This looks like a regression since v1.25.0. I'm currently trying to find the commit that caused this.
72fd2ac9836dfce1d43d7f137291adf073d299ca seems to be at fault.
I used this ghci script in stack repl to bisect this:
import Data.Text.IO
text <- Data.Text.IO.readFile "/home/simon/src/cpkg/pkgs/pkg-set.dhall"
Right e = exprFromText "" text
resolved <- loadRelativeTo "/home/simon/src/cpkg/pkgs" e
Prelude.putStrLn "Done resolving"
import Data.Either
isRight (typeOf resolved)
Before 72fd2ac9836dfce1d43d7f137291adf073d299ca this takes 10–15s. At 72fd2ac9836dfce1d43d7f137291adf073d299ca it just doesn't finish.
@sjakobi: I can think of two options:
let representation when type-checkingI've been staring at https://github.com/dhall-lang/dhall-haskell/commit/72fd2ac9836dfce1d43d7f137291adf073d299ca for a while, but I don't see what went wrong.
Profiling reveals that about 75% of time is spent in shift and subst.
Reverting seems like the pragmatic next step right now. Preserving https://github.com/dhall-lang/dhall-haskell/commit/96921f03abc9af269be924f4e9cadec5d600fd06 might a bit tricky though.
@sjakobi: You can revert 96921f0 if necessary, too
The reversions are at https://github.com/dhall-lang/dhall-haskell/compare/sjakobi/revert-simple-let.

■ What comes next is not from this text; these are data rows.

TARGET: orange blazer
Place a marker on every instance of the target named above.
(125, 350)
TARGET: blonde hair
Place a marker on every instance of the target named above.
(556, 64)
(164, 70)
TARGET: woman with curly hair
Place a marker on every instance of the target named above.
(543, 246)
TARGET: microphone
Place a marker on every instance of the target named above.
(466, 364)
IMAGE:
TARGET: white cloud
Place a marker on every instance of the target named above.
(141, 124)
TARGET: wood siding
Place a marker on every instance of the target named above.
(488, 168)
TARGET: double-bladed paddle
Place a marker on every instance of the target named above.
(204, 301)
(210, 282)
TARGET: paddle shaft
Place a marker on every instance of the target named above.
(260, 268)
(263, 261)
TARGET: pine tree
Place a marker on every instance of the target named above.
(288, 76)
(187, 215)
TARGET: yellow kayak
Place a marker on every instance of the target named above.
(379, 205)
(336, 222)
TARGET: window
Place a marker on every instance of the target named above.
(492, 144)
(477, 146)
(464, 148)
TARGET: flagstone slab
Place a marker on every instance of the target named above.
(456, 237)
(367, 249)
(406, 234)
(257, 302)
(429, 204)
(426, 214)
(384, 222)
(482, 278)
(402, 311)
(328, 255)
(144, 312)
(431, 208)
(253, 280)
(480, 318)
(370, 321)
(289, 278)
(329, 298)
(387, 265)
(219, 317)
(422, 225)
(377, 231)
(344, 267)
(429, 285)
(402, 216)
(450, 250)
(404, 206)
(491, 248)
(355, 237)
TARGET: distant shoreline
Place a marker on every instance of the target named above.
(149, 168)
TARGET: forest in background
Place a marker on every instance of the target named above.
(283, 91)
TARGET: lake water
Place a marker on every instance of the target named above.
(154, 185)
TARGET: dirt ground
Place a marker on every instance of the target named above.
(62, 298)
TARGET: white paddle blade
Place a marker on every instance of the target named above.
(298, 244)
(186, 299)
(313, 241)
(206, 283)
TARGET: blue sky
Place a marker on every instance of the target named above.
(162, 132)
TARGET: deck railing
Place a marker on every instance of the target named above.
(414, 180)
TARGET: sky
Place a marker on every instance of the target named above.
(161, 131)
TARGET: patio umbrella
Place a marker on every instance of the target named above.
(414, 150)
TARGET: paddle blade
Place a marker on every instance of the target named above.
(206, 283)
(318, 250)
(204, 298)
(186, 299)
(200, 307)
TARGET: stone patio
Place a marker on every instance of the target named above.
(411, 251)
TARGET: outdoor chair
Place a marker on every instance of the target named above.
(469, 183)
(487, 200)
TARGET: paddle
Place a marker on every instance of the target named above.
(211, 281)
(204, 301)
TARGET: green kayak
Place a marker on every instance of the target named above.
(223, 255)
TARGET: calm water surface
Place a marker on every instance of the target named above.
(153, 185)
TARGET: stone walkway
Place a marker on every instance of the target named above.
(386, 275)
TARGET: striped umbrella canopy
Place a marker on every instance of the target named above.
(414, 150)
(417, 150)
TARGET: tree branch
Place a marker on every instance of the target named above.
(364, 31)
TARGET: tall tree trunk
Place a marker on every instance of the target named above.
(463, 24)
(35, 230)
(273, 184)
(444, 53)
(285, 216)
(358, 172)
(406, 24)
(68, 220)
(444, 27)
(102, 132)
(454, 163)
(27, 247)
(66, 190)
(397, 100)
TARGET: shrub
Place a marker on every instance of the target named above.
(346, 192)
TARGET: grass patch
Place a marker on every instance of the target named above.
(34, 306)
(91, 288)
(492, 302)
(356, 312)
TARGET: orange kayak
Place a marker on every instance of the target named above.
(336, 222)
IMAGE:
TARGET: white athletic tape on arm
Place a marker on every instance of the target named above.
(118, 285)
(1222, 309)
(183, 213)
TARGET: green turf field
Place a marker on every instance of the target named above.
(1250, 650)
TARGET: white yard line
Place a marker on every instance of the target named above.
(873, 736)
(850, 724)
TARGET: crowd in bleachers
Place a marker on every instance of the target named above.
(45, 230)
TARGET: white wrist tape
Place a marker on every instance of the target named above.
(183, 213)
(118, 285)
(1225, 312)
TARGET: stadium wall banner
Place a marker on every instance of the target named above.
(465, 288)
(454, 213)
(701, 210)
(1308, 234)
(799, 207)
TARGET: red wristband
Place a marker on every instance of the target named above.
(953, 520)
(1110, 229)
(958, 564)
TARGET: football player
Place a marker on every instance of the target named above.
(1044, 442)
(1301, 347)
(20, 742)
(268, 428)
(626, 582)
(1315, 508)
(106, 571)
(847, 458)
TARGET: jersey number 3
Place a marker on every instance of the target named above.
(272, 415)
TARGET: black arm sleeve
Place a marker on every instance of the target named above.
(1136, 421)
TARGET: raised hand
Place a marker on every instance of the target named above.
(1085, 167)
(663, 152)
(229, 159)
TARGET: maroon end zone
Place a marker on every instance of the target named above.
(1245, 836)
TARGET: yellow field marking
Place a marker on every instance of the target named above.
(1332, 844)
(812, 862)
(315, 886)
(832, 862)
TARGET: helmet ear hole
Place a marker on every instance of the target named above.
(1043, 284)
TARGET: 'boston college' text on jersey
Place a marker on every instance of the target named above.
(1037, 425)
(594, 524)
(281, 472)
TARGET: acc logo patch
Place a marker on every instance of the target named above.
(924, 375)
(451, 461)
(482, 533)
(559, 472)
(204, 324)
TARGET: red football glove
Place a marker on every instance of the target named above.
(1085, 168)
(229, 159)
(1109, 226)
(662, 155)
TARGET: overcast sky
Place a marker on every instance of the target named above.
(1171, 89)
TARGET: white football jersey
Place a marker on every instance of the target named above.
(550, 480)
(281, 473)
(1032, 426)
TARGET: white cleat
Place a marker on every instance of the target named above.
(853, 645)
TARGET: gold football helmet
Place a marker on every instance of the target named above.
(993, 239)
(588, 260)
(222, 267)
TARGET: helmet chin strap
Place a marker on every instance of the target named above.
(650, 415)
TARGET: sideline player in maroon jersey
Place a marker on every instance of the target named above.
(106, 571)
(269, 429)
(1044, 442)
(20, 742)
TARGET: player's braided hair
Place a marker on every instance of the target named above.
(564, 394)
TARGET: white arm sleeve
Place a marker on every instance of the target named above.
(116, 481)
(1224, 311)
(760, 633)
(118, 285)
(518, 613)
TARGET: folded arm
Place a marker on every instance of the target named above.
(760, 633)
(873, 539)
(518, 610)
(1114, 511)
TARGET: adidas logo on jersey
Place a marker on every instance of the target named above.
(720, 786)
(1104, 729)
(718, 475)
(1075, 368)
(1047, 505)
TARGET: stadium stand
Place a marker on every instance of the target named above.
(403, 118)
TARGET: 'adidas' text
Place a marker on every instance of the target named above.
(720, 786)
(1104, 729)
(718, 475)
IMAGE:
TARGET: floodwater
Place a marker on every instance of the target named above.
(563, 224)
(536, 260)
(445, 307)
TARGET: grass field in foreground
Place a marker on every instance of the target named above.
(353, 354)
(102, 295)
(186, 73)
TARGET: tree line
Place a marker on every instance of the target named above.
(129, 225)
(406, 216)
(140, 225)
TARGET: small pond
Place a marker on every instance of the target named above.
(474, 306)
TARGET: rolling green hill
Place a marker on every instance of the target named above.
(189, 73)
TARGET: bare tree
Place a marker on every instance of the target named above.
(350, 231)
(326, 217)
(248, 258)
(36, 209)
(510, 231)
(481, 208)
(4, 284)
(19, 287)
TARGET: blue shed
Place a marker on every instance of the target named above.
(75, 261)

echo https://raw.githubusercontent.com/vmchale/cpkg/d6649462f3a64ed8feea5dae39e183d2062a3b70/pkgs/pkg-set.dhall | cabal run -w ghc-8.6.5 -- dhall:dhall type
now finishes in a reasonable time. Yet the script still doesn't. I'm confused. :/
@sjakobi: Maybe stack repl is using a stale version of the dhall package?
@Gabriel439 The difference is due to the way the file is accessed: Importing it works, but piping it to dhall is problematic.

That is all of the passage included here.